Host Samantha Armytage had invited Ms MacSween and Ben Davis, a former sports presenter, to respond to comments made by federal Children’s Minister David Gillespie.
News Corp reported that Mr Gillespie had called for rule changes to allow abused Indigenous children to be adopted by white families.
“If a child is being raped, we can’t just say it’s OK on cultural grounds,” Dr Gillespie was quoted as saying in The Courier Mail.
Mr Gillespie had suggested Aboriginal children could be put up for adoption to save them from rape, assault and neglect.
Naomi Murphy of the Victorian Aboriginal Legal Service told The New Daily she was “gobsmacked” by the comments made on Sunrise and said she believed the White Australia Policy was “thriving” in 2018.
Ms Murphy said her mother was a part of the Stolen Generation, but had been removed from her family because of her skin colour, not because she had been abused.
“Aboriginal people need support and acknowledgement and agencies need to help families in distressing situations.”

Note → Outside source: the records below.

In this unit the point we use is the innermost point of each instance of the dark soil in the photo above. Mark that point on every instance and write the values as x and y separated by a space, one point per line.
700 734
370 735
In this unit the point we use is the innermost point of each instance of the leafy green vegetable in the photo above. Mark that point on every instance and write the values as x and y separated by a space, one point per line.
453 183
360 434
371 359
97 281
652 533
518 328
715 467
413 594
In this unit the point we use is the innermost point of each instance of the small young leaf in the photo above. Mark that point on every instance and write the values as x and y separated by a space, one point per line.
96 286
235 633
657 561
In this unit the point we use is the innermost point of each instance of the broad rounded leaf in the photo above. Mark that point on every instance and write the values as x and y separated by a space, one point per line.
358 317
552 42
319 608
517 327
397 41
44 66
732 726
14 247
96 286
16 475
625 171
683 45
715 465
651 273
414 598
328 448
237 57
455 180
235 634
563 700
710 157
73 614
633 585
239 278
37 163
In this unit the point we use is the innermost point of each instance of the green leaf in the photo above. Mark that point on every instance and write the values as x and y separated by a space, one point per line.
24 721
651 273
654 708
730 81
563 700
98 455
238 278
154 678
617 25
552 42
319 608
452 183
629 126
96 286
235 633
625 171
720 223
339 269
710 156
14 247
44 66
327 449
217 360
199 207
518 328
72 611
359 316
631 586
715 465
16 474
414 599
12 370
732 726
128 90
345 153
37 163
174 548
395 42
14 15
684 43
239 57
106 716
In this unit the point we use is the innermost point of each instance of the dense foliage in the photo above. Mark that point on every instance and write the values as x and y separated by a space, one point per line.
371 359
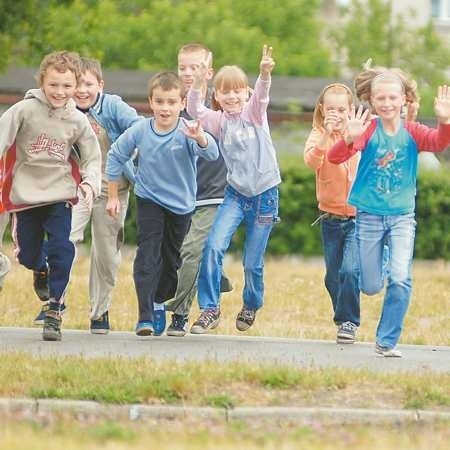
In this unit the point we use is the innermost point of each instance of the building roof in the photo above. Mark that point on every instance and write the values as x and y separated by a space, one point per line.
287 93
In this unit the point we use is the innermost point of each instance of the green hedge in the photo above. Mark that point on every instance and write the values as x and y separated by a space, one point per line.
298 209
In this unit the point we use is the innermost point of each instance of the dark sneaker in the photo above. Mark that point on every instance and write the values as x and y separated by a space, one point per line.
225 284
346 333
208 320
39 319
387 352
52 326
159 318
101 325
245 319
178 327
40 284
144 328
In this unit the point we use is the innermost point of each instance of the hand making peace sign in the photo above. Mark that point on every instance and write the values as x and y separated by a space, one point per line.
442 104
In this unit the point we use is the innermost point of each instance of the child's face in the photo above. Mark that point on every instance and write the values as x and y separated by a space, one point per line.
58 87
87 90
188 63
166 107
336 104
387 99
232 100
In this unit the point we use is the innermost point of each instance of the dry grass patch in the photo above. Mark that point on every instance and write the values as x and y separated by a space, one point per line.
296 302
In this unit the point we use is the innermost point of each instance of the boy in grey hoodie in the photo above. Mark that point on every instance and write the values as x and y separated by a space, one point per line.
41 180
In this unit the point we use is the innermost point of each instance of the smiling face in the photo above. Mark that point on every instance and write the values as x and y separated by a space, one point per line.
58 86
336 103
89 86
188 63
387 98
166 106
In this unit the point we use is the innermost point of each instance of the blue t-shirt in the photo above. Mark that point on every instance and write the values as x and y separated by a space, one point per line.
385 182
167 168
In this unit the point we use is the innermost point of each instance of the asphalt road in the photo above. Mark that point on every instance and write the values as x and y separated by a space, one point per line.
298 353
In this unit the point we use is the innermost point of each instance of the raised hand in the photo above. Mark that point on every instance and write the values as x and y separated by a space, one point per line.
88 194
442 104
329 121
201 73
357 122
194 130
267 63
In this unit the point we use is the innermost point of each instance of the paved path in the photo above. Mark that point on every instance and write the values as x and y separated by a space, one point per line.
300 353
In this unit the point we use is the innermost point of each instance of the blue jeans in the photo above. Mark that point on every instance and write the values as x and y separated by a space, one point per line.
373 232
259 213
342 268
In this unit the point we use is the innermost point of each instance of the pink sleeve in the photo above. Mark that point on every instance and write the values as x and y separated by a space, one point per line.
209 119
429 139
255 110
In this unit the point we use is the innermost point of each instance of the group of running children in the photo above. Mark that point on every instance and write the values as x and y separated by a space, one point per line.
202 164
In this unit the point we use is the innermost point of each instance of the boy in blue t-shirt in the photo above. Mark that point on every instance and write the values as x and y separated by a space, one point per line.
165 188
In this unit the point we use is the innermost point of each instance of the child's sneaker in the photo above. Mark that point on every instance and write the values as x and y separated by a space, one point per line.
144 328
178 327
346 333
208 320
100 325
52 326
245 319
159 318
40 284
387 352
39 319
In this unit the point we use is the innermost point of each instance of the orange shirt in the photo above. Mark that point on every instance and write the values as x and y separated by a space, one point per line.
333 181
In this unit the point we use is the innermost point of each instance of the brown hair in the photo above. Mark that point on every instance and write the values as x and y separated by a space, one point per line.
228 77
335 88
61 61
166 81
364 80
93 66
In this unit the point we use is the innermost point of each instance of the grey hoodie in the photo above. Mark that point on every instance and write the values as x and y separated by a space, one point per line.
39 139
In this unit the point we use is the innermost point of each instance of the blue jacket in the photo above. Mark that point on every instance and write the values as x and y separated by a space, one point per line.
167 168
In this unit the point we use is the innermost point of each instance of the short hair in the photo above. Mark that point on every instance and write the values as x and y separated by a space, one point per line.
61 61
166 81
335 88
93 66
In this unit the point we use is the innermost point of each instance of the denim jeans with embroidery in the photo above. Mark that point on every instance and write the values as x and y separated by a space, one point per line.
373 233
342 268
259 213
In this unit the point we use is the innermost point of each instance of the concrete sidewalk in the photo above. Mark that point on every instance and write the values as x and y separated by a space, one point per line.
299 353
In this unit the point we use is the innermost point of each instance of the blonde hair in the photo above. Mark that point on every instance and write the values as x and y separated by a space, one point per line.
369 75
93 66
335 88
194 48
166 81
227 78
61 61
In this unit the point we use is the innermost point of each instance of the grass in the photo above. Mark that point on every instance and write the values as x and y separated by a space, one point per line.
124 381
296 302
191 435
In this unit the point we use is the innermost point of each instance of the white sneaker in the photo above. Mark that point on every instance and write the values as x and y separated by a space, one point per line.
387 352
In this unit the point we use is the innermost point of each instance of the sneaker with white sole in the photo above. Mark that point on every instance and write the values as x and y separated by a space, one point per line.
387 352
346 333
245 319
208 320
178 326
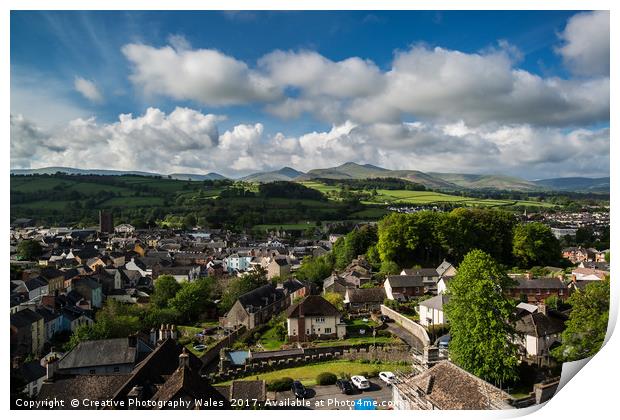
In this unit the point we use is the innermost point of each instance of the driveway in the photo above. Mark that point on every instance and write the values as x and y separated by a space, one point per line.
329 397
405 335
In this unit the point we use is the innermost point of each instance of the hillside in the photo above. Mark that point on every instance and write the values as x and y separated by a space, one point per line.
576 184
284 174
481 182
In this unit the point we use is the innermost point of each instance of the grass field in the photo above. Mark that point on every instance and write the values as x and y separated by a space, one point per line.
307 374
386 197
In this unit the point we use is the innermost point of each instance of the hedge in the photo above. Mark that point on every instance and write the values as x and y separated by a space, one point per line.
279 385
326 378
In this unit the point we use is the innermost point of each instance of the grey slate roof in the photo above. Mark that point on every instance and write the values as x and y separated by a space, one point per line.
436 302
312 305
376 294
113 351
405 281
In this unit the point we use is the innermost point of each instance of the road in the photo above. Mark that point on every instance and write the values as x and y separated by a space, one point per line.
405 335
329 397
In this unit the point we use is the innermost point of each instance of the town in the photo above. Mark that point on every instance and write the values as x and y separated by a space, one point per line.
115 313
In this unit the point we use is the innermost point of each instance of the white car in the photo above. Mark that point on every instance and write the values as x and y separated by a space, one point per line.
360 382
387 377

Since the public backlash Channel Seven has deleted the segment from social media.
Ms Armytage also spoke out in a since-deleted tweet, urging the public to, “watch the video before you comment, so you know what actually happened”.
The New Daily has asked Channel Seven if Sunrise intends to issue an apology or retraction for comments made about the Stolen Generation. They had not responded at the time of publication.